Zona de proteção ambiental
O Plano Diretor prevê a aplicação da transferência do direito de construir em casos de “preservação de áreas de propriedade particular, de interesse ambiental, localizadas em Zepam [Zonas Especiais de Proteção Ambiental]” e de “preservação de bem de interesse histórico, paisagístico, ambiental, social ou cultural”.
Como é classificado como Zepam, o parque Augusta, considerado um oásis de mata atlântica no centro paulistano, se enquadra no primeiro caso. Para especialistas, também se enquadra no segundo por ter edificações e árvores tombadas e por já ter funcionado como área aberta ao público.

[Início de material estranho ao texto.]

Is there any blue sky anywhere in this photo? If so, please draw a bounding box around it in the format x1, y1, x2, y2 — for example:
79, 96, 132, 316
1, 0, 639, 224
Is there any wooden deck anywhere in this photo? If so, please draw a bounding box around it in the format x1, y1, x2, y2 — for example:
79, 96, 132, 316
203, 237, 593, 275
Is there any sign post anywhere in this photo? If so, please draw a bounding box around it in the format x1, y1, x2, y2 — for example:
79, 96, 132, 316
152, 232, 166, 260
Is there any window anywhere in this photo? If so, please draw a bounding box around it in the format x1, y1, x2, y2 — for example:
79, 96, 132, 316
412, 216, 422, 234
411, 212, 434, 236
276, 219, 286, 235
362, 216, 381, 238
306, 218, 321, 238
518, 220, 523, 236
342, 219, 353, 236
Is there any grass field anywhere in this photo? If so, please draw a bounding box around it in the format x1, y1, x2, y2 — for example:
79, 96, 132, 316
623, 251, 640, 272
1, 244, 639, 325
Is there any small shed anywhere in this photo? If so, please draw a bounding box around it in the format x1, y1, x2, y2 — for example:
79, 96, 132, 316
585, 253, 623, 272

“Além da localização central, da dimensão do terreno e da vegetação atlântica, inclusive tombada, esta área [o parque Augusta] tem sido utilizada pela população, de forma aberta, faz muitos anos, assim sua ‘ocupação’ é histórica. Trata-se de uma área que deveria receber proteção por parte do poder público”, avalia o advogado Michel Rosenthal, especializado em direito de vizinhança.
“Parque pela metade não tem jeito. Ninguém [na região] aceita essa ideia”, afirma Célia Marcondes, presidente da Sociedade Amigos e Moradores do Bairro de Cerqueira César. “Mais de 30 condomínios foram erguidos em torno do parque nos últimos dois anos. O que se quer é uma área permeável e livre.”
Ativistas mantêm o terreno do parque aberto desde o dia 17 de janeiro. A Cyrela e a Setin conseguiram na Justiça a reintegração de posse, e ela está marcada para 4 de março.
As construtoras dizem que o parque pode ser reaberto ao público dentro de um período de seis meses a um ano. Até lá, elas esperam obter os licenciamentos necessários para iniciar a obra dos prédios em parte do terreno.